Sunday, May 4, 2014

How To Fix a Stove-Top Vent: Prune the Wisteria

Wisteria is a lovely thing. In the spring, when it blooms, it nearly takes my breath away. It really is one of my favorites. But, it is an interesting plant. It needs to be trained, or it will ramble wildly about the garden.

I have a three wisteria vines in my yard, and all three are very vigorous and healthy. They certainly do not have to be babied. In fact, we found out several years ago that in order to get your vine to bloom at it's best, you need to beat up the main trunk a bit. As in take the claw of a hammer and whack it til you have opened the bark in several areas. We also learned that you should not fertilize your lawn anywhere near the vine, because that will also inhibit blooming. So, in a nutshell... beat 'er up and don't feed 'er. Sounds like abuse, but it works!
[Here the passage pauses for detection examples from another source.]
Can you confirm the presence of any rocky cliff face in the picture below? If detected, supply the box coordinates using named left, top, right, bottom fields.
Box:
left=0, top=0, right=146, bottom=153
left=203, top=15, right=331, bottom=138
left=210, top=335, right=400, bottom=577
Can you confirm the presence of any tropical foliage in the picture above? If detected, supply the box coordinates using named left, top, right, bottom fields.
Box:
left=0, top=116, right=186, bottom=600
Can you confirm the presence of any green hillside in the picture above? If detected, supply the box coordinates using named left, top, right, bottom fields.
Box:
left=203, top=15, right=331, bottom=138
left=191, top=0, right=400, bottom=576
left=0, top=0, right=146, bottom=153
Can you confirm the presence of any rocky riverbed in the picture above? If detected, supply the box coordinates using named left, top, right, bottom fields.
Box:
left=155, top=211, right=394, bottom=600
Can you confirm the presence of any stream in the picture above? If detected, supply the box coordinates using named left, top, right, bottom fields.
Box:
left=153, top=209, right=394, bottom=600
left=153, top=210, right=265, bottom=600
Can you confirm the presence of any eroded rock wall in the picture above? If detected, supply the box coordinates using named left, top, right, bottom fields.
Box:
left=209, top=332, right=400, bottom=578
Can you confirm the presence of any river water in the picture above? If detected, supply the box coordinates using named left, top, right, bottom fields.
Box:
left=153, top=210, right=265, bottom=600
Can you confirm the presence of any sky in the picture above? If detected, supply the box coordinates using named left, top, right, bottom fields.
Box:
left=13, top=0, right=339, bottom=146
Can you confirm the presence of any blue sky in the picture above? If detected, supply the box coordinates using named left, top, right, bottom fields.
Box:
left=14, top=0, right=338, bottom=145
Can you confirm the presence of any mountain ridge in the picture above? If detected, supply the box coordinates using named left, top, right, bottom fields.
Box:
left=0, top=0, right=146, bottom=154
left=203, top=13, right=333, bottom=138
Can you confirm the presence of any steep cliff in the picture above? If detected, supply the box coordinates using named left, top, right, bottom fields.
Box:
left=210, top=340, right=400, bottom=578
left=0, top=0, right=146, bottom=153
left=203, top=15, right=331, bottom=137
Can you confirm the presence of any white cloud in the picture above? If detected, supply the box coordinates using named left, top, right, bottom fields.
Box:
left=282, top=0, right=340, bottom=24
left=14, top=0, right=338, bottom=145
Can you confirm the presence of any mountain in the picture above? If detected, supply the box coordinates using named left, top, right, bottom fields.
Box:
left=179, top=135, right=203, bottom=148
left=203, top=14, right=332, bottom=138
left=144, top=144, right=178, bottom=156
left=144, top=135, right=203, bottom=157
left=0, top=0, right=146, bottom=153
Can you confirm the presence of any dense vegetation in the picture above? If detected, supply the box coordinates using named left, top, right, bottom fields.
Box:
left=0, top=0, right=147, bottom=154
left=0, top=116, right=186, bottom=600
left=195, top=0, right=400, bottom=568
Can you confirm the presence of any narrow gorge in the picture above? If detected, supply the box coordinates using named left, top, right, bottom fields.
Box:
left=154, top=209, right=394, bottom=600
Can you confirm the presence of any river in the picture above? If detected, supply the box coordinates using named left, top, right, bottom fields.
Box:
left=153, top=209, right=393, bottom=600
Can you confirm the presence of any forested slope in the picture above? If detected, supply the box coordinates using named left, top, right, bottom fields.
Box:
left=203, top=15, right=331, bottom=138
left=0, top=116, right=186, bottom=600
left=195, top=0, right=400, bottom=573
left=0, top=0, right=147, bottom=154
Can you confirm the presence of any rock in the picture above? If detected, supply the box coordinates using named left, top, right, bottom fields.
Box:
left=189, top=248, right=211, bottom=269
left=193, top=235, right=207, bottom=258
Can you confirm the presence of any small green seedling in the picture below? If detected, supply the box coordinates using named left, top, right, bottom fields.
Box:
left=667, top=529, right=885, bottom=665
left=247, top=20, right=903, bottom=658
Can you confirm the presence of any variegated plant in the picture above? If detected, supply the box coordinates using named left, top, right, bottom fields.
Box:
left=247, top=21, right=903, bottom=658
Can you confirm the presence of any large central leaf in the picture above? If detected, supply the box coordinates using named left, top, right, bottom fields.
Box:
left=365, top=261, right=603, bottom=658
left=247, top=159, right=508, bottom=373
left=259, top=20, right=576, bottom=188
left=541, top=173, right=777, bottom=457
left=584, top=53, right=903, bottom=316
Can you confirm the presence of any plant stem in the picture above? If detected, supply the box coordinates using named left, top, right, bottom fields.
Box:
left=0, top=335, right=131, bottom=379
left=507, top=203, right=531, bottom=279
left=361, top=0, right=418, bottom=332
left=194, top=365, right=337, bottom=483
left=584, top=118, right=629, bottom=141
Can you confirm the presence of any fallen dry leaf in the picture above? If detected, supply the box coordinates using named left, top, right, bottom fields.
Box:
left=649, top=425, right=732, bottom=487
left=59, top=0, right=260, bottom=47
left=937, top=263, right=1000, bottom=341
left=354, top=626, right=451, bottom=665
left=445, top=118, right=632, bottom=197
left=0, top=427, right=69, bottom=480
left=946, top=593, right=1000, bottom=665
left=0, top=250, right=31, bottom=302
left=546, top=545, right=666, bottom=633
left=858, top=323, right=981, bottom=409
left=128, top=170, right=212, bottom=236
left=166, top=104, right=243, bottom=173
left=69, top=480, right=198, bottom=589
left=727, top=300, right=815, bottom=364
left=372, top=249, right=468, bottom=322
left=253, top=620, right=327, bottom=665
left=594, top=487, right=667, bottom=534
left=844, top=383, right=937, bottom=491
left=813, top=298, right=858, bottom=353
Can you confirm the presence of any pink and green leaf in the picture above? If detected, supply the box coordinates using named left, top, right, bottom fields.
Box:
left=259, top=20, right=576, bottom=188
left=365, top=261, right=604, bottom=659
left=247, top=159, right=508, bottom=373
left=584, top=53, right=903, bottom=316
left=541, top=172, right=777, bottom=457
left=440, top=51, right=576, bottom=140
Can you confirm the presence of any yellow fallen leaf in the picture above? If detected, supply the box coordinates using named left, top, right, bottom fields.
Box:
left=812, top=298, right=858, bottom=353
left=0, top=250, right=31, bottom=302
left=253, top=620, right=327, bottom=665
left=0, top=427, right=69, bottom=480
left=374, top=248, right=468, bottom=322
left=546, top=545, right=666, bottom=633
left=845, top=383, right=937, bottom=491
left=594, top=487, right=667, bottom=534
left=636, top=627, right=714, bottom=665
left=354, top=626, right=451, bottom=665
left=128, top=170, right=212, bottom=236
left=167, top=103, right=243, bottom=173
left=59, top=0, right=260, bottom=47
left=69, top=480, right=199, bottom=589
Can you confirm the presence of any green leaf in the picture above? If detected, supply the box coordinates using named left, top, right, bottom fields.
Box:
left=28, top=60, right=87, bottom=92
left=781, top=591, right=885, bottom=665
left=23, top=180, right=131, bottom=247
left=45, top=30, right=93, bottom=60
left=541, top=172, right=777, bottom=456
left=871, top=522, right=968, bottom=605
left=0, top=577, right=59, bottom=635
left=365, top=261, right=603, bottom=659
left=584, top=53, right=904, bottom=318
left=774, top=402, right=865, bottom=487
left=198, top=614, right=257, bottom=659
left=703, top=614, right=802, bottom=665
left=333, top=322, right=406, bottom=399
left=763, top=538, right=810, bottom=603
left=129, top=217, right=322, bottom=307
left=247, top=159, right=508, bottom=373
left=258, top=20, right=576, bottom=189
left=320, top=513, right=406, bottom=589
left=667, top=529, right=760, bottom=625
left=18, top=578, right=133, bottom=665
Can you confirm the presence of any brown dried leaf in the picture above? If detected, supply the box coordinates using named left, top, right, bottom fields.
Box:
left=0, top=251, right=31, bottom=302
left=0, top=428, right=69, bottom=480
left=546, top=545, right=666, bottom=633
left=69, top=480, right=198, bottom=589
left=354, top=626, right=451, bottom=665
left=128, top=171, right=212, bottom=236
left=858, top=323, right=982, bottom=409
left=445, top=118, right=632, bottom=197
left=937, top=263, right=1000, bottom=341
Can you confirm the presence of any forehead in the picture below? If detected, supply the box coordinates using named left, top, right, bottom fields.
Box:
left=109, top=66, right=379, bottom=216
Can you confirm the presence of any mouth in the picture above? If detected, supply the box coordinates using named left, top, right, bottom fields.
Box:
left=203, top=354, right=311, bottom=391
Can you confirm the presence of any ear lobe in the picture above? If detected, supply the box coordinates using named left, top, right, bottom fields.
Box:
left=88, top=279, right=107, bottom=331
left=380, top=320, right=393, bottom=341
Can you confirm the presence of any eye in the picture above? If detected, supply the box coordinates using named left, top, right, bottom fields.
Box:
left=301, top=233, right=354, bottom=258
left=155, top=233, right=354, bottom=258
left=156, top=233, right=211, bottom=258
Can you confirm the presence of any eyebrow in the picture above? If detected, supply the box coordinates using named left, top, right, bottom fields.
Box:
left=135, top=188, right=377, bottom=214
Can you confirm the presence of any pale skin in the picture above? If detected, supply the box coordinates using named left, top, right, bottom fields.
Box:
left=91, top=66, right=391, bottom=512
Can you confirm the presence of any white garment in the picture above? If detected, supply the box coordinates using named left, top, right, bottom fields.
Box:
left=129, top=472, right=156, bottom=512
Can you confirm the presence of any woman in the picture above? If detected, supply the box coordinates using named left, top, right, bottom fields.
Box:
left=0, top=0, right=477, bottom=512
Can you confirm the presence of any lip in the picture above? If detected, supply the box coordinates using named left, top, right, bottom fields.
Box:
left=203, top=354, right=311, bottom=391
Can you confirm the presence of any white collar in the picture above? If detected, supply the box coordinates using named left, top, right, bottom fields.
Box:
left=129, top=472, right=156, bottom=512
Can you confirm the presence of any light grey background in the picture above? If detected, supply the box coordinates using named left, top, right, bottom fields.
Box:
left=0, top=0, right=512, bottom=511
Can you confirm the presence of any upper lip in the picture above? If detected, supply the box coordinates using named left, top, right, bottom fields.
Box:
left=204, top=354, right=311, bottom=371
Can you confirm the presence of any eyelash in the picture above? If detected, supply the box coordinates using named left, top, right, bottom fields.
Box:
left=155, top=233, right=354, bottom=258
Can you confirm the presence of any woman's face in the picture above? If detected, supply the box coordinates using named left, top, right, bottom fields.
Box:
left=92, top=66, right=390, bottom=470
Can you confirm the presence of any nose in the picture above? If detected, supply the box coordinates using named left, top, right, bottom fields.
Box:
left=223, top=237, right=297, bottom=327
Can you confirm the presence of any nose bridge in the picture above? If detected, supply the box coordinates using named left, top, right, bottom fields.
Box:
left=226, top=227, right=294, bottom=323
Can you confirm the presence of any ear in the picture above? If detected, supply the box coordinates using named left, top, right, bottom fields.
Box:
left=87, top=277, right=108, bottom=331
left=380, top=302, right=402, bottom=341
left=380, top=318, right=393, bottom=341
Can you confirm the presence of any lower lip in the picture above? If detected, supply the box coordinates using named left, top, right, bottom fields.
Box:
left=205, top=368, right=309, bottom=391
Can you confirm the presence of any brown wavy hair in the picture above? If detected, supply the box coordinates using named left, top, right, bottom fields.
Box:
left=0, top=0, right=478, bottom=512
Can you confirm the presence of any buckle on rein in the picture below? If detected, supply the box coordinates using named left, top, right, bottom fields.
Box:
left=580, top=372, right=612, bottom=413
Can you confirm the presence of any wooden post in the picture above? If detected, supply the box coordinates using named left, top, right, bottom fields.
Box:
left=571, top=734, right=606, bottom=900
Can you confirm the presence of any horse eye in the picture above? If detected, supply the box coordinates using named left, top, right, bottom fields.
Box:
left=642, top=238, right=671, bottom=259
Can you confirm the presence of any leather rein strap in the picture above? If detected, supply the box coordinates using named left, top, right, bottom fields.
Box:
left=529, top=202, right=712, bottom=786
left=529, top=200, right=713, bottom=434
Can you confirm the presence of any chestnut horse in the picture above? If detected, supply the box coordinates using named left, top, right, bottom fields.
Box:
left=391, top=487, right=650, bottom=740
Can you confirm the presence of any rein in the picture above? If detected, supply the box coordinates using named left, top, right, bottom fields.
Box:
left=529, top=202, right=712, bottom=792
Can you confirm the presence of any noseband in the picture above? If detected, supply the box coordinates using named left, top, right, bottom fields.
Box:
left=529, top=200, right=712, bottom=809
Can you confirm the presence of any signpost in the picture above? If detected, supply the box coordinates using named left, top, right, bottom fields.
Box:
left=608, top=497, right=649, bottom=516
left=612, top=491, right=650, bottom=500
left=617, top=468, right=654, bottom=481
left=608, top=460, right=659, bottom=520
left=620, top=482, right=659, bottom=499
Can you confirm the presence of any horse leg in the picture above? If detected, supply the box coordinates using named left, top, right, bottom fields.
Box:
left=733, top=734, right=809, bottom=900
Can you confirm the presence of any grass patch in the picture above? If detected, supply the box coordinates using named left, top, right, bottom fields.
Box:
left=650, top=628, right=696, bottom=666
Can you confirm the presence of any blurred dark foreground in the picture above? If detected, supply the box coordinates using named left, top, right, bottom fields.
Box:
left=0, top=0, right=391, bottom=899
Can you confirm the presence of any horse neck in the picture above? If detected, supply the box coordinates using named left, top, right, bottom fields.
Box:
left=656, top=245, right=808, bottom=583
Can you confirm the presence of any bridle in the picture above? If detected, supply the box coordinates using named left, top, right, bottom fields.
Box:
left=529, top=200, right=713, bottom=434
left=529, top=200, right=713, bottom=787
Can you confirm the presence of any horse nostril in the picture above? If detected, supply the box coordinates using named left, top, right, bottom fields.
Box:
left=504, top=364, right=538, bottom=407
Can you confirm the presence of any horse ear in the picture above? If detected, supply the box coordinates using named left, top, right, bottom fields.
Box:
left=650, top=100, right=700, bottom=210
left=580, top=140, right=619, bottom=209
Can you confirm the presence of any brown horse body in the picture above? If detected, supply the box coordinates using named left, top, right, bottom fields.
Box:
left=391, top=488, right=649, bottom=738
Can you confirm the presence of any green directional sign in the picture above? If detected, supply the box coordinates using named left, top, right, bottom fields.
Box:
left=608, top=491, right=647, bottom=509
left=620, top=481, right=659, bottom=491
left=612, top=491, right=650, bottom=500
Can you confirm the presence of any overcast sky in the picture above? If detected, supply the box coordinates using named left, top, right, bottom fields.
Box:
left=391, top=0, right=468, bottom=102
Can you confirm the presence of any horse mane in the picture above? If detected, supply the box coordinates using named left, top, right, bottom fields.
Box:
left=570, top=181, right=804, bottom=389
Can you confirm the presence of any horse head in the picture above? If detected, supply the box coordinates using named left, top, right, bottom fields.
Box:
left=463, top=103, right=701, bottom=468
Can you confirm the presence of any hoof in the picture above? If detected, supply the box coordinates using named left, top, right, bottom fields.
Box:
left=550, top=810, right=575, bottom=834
Moving along... a year ago, my stove-top vent stopped working. I have one of those that rises up from the back of the stove top and sucks the air away from the cooking area and drafts the air down and out of the house (instead of up, like usual). After it stopped working, the vent would still rise up, but the fan wouldn't engage. It happened to be a bit down on my list of "to-do's", so I didn't think about it for a good long time. And then, earlier this year, somewhere in the back of my mind, I wondered if my wisteria vine had found it's way into the vent from the outside.

On Friday, when I was trimming back the wisteria, I came to the vent on the outside of the house, and this is what I found:

One little vine had found it's way into the vent right into the fan area. I pulled it out and cut it way back from that area, and crossed my fingers when I went into the house to turn the fan on. And voila! It worked like a charm!

In this photo of the wisteria, you can see the air vent in the upper right-hand corner... freed from the wisteria vine, and in great working order. It's funny how sometimes small victories like that make me want to celebrate. I mean, I avoided having to call in a repairman, and paying who knows how much to have him take a look and finally come to the same conclusion as I did. It would have been so painful to see him dislodge that little vine and hand me a bill for his services. So, if your down-draft vent stops working, check to make sure nothing has found it's way into the outside venting area.... you never do know.